Coleção Cadernos de Desenho: a intimidade artística revelada no traço

Por Victor Shimabukuro Pastor

Quando se conversa sobre o fazer arte, é comum chegar a uma discussão sobre processos criativos. Pensando na escrita, se debate sobre planejar ou não a narrativa, utilizar ou não clichês, adicionar ou não floreios na prosa, como desenvolver ideias, criar personagens… E mesmo após rodadas e rodadas de debates, a conclusão é sempre a mesma: o processo é individual. Dificilmente se ensina como se dá esse fazer, o ensinável está nas ferramentas que colaboram para seu processo. Isso não quer dizer, contudo, que não se possa analisá-los e estudá-los, nem que sejam irrelevantes para o campo ou para o estudioso e o interessado no assunto – existe algo na experiência individual que cativa e ilumina –, pois é a partir desses processos que se desenvolve o estilo e as temáticas mais íntimas de um artista. 

Escolho a palavra “artista”, e não “escritor”, por um motivo muito simples: esse processo não está limitado às letras – vale adicionar que estas também não são os melhores exemplos desses processos. Trata-se de algo generalizado, que tem como ápice as artes visuais.  

As esculturas de mármore, as pinturas a óleo e as gravuras em metal não passam de um produto final, resultado de uma infinidade de etapas e filtros. Esboços, experimentações a lápis e rabiscos – todas essas fases do intenso processo criativo podem ser simbolizadas por um objeto de especial importância: o caderno de desenho. No âmago desse processo, o caderno se mostra um elemento singular, reservando em suas páginas um espaço de criação único, privado dos olhos alheios. Quase como um jardim secreto, suas folhas abrem possibilidades que dificilmente se encontram em outros meios.

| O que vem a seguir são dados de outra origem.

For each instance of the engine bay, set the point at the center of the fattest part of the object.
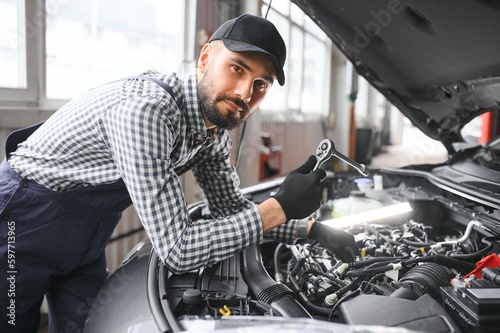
(432, 269)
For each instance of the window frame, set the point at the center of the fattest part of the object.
(34, 96)
(303, 29)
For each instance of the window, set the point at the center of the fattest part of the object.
(308, 47)
(12, 46)
(91, 42)
(54, 50)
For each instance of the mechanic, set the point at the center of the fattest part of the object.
(67, 181)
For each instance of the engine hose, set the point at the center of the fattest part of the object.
(416, 244)
(491, 275)
(460, 265)
(375, 268)
(313, 308)
(277, 252)
(480, 253)
(367, 262)
(277, 295)
(423, 279)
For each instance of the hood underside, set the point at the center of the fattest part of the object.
(437, 61)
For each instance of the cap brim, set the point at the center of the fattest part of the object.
(239, 46)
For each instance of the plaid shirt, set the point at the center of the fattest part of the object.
(134, 130)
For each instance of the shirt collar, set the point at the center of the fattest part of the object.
(194, 117)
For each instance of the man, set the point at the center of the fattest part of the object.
(64, 186)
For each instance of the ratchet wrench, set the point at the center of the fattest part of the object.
(326, 149)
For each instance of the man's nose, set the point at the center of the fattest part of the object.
(244, 90)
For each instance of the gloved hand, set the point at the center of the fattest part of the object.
(301, 192)
(338, 241)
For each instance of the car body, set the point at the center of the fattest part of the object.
(430, 268)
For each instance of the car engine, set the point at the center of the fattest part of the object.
(433, 269)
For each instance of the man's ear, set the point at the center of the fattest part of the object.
(204, 58)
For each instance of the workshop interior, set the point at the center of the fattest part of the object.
(398, 101)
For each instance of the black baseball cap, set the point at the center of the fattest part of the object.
(249, 33)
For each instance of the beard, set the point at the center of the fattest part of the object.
(227, 121)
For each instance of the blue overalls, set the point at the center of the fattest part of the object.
(52, 244)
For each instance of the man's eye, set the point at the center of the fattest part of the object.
(262, 85)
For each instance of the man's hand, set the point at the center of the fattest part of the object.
(301, 192)
(338, 241)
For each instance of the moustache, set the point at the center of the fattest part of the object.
(235, 100)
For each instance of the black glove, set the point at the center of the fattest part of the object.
(338, 241)
(301, 192)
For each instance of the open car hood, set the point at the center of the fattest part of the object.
(437, 61)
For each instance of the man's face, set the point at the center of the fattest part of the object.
(232, 85)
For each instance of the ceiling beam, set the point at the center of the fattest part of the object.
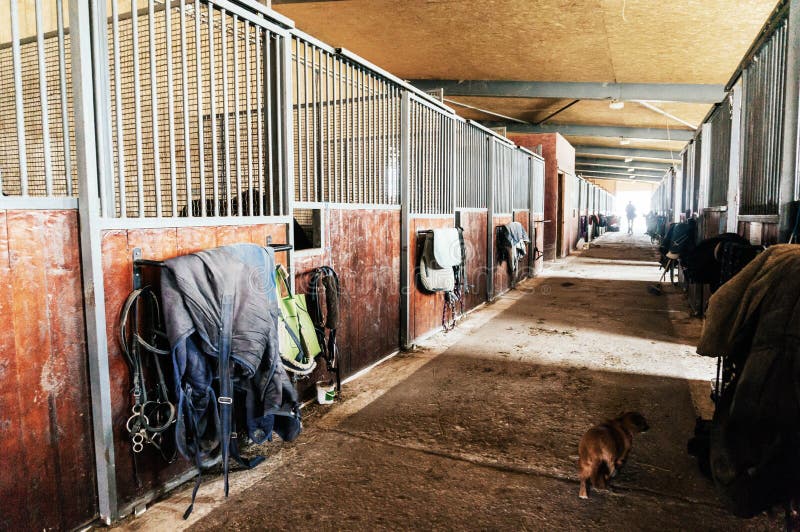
(636, 153)
(617, 171)
(580, 130)
(654, 92)
(620, 178)
(617, 163)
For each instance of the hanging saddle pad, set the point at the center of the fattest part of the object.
(446, 247)
(433, 277)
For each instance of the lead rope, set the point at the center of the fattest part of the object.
(149, 419)
(325, 280)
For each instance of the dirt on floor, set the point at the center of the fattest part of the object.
(479, 428)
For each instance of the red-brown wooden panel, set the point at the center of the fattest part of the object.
(538, 238)
(363, 247)
(45, 412)
(502, 279)
(474, 225)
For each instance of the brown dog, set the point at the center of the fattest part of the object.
(605, 447)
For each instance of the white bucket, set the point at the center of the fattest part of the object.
(326, 392)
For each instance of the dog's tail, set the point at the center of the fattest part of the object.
(599, 474)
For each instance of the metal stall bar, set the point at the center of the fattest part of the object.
(491, 177)
(18, 101)
(173, 176)
(226, 143)
(62, 76)
(212, 98)
(120, 146)
(137, 103)
(48, 158)
(91, 169)
(789, 186)
(154, 102)
(185, 109)
(405, 218)
(248, 65)
(237, 129)
(201, 164)
(734, 169)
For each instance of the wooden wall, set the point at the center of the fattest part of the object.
(474, 224)
(538, 228)
(424, 308)
(156, 244)
(559, 156)
(363, 246)
(47, 480)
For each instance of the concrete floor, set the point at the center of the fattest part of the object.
(479, 428)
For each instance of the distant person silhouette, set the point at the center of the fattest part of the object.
(630, 212)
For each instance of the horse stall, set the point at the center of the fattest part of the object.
(136, 132)
(559, 156)
(48, 478)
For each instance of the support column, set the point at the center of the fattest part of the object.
(88, 19)
(490, 240)
(734, 170)
(405, 206)
(788, 181)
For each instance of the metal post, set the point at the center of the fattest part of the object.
(705, 167)
(788, 175)
(490, 177)
(85, 17)
(732, 214)
(532, 247)
(405, 205)
(285, 99)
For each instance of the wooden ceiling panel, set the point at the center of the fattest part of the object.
(691, 41)
(527, 109)
(687, 41)
(598, 113)
(676, 147)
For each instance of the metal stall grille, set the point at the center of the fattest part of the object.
(346, 129)
(472, 149)
(37, 137)
(196, 112)
(720, 156)
(431, 159)
(538, 185)
(696, 179)
(502, 176)
(522, 181)
(762, 126)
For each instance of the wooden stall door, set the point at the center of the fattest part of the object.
(48, 479)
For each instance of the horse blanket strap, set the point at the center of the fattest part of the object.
(325, 284)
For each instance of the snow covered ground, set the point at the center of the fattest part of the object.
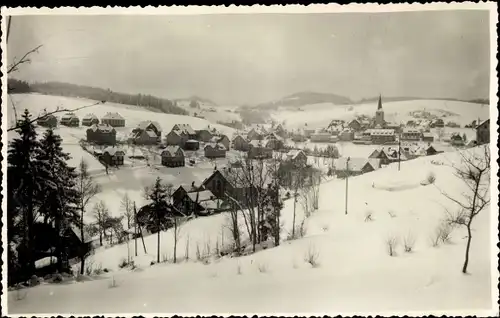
(354, 273)
(320, 115)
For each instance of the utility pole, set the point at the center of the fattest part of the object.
(347, 183)
(135, 229)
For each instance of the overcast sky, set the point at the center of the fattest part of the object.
(255, 57)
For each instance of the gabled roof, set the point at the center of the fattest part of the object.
(146, 123)
(201, 195)
(90, 116)
(355, 164)
(103, 128)
(114, 115)
(113, 151)
(171, 151)
(215, 146)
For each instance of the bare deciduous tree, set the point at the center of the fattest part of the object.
(474, 171)
(86, 189)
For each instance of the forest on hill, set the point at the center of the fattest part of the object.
(99, 94)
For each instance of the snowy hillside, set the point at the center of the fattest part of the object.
(133, 115)
(353, 273)
(320, 115)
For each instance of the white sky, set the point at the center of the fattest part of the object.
(259, 57)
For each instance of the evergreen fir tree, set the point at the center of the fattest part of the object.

Excepcional em (e por) sua função dentro do processo criativo da arte visual, o caderno de desenho pode ser considerado o epítome desse espaço secreto. Diferentemente das artes vinculadas às letras – cuja gênese costuma nascer da introspecção –, no desenho tudo se desenvolve no rabiscar do papel, nos testes e experimentos incessantes. A origem da arte visual reside, portanto, no caderno de desenho. Como afirma Luise Weiss na abertura do caderno de Renina Katz (Editora da Unicamp, 2010):

Os diários de artistas marcam caminhos, trajetórias de pesquisas, desenhos, anotações gráficas e reflexões. O interesse especial que despertam é exatamente esta questão: os diários de artistas muitas vezes revelam os projetos no momento do surgimento, ideias iniciais ou simplesmente desenhos que podem dar origem a outros. Ou seja, os diários evocam nascentes de rios, o fluir de projetos e pensamentos através de desenhos e textos.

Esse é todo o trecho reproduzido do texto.